On January 27, 1992, Linda Carter filed an application for award for employer
violation of Section 132(a) of the Labor Code before the Workers' Compensation
Appeals Board of the State of California against the Company and MGM seeking
reinstatement of employment, back wages at approximately $21,000 per year plus
benefits, and costs of suit. The application alleges Ms. Carter was laid off on
March 4, 1991, in retaliation for filing a workers' compensation claim. The
Company is vigorously defending this action.
On April 16, 1993, the Company filed a bankruptcy petition against Melia with
the Bankruptcy Chamber of the Amsterdam District Court.
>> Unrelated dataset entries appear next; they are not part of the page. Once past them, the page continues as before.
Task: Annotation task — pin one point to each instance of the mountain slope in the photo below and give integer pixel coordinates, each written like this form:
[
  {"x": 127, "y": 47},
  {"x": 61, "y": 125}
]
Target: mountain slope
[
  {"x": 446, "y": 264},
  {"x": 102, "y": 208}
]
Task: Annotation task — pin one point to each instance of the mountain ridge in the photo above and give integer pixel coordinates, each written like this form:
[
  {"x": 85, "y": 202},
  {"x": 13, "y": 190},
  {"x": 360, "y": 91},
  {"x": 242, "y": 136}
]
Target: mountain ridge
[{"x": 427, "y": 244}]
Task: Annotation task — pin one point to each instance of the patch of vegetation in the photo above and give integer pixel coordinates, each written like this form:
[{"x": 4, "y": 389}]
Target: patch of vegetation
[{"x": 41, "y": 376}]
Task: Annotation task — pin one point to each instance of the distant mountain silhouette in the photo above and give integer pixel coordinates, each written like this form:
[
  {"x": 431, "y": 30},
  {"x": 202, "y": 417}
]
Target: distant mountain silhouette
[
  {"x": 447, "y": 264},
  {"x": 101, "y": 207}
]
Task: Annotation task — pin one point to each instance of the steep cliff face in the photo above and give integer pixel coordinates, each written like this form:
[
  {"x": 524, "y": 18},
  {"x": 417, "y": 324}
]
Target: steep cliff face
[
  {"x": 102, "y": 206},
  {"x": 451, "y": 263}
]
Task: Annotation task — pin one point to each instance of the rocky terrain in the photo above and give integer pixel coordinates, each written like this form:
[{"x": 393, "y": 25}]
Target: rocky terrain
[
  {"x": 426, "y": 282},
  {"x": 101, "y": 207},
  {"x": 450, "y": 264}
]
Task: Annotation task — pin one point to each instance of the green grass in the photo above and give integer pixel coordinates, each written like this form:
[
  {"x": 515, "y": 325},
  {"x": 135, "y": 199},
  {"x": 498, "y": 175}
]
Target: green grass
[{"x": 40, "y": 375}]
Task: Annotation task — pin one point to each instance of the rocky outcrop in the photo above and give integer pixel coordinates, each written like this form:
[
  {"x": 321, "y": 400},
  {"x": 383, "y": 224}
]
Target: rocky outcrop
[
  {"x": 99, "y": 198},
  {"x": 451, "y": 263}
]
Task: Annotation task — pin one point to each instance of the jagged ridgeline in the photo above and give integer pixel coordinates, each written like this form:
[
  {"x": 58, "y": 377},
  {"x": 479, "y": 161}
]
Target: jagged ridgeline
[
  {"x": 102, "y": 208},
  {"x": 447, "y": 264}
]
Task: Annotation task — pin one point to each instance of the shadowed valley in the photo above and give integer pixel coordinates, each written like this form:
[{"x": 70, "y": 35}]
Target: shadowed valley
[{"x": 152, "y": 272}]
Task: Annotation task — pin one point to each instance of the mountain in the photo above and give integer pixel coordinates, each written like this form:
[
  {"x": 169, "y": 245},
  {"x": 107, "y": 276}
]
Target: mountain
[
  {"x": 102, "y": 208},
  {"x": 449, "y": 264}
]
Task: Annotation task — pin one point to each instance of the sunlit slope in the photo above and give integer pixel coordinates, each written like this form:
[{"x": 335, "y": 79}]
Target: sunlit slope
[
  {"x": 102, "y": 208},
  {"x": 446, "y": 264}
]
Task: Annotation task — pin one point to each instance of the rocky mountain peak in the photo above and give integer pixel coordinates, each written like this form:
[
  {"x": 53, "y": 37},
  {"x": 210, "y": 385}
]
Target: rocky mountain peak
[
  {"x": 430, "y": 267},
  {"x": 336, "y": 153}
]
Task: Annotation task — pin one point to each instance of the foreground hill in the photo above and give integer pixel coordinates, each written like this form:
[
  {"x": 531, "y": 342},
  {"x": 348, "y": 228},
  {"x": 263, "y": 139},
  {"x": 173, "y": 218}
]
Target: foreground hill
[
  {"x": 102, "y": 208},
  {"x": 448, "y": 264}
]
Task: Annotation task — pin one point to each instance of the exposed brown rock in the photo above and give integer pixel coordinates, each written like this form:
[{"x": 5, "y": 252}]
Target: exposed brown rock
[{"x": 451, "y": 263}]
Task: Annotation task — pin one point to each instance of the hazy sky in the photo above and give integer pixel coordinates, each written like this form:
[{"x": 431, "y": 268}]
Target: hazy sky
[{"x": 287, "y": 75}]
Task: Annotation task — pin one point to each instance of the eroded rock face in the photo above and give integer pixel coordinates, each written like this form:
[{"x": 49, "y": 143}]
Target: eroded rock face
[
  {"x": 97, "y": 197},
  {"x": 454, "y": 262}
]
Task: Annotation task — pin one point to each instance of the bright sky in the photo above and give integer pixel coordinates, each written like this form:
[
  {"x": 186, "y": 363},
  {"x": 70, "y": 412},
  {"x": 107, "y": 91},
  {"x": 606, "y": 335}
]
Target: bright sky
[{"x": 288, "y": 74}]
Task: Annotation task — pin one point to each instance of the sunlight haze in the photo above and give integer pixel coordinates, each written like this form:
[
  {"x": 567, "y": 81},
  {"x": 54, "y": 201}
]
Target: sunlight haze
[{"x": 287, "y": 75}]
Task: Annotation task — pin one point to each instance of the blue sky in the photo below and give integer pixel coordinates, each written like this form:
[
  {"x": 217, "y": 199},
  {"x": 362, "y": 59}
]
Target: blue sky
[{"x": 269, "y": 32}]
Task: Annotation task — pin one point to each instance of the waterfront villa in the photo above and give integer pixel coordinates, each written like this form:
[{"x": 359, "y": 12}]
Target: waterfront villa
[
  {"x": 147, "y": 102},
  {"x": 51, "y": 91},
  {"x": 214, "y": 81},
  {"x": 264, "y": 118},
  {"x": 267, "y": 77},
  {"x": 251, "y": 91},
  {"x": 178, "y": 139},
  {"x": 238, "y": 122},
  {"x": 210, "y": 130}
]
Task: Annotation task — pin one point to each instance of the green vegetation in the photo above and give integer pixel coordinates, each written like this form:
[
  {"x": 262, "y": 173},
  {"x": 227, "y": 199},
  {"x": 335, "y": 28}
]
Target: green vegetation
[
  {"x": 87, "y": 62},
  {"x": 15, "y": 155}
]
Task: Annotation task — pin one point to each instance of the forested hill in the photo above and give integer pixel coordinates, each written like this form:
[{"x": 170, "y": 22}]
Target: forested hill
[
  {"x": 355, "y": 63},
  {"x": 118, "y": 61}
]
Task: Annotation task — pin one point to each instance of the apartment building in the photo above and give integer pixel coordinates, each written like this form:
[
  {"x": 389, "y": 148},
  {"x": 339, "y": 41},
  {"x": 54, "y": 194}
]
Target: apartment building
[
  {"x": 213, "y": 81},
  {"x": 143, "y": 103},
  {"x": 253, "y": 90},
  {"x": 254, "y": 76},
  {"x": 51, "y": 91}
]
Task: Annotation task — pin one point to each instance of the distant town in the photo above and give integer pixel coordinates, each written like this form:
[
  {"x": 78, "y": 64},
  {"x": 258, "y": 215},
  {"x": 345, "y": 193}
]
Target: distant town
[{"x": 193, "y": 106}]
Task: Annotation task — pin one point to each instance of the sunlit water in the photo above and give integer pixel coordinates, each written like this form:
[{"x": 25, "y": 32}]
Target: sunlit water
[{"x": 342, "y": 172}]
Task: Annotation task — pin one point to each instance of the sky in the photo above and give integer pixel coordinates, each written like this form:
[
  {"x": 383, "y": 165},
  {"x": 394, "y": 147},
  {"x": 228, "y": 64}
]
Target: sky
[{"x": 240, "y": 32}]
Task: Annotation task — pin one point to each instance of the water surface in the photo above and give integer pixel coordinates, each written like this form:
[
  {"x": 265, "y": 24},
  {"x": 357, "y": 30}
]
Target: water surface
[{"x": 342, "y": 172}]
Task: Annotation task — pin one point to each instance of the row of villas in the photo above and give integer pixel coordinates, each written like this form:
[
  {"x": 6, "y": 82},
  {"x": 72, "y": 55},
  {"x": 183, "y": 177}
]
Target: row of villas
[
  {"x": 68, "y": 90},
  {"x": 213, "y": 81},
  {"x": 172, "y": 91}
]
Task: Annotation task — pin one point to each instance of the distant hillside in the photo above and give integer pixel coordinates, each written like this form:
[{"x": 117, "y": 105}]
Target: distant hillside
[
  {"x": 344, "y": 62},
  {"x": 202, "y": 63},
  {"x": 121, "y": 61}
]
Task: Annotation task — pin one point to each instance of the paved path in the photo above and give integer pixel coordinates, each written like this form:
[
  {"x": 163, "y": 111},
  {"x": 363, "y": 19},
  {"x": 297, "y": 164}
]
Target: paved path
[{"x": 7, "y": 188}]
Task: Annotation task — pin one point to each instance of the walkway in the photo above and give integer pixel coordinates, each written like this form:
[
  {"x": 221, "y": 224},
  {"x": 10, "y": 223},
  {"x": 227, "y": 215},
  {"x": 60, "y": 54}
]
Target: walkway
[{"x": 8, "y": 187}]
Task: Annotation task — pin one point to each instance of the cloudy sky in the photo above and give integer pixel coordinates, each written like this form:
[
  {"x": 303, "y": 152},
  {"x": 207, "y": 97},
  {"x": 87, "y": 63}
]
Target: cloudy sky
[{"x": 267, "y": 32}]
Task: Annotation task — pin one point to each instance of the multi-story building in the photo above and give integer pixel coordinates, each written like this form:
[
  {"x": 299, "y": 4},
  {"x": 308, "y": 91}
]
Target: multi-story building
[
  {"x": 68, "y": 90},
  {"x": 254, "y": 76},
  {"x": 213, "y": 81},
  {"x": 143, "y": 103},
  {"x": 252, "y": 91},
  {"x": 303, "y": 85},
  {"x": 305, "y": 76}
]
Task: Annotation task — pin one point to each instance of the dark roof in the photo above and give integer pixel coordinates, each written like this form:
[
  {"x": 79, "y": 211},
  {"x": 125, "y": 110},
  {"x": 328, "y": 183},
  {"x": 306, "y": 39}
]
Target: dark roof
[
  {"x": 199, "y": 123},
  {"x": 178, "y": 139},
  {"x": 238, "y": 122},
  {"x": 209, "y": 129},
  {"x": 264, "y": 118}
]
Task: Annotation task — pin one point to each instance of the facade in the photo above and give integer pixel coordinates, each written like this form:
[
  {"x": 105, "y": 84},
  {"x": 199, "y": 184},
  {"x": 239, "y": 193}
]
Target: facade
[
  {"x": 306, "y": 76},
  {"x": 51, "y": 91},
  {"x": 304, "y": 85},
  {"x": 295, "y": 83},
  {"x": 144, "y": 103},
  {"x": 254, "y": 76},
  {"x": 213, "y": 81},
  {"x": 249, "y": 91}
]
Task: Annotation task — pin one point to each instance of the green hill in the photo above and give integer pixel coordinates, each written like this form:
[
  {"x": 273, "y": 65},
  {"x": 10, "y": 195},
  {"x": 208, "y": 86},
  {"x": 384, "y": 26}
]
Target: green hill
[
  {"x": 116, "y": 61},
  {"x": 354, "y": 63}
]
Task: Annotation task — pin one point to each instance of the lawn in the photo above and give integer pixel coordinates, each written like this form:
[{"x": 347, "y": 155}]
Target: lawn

This petition was
joined by the Dutch tax authorities, Scotti International N.V., Cannon Cinema
B.V. and CLBN. At a hearing on April 27, 1993, the Court found that Melia had
ceased to pay its debts and declared Melia officially bankrupt. The Court
appointed Mr. R.W. De Ruuk as official receiver in the bankruptcy. The appeal
period under the governing Dutch Bankruptcy Code has lapsed. Mr. De Ruuk has
deposited three public reports with the Dutch authorities. It appears to the
Company from such reports that no material recovery benefiting it will be
forthcoming.
On March 30, 1994, Giancarlo Parretti, Valentina Parretti, Maria Cecconi and
Comfinance, S.A. filed suit in Los Angeles Superior Court against the Company
and numerous other defendants, including CLBN, CLBN's then parent company Credit
Lyonnais S.A., MGM and former officers and directors of the Company and of MGM.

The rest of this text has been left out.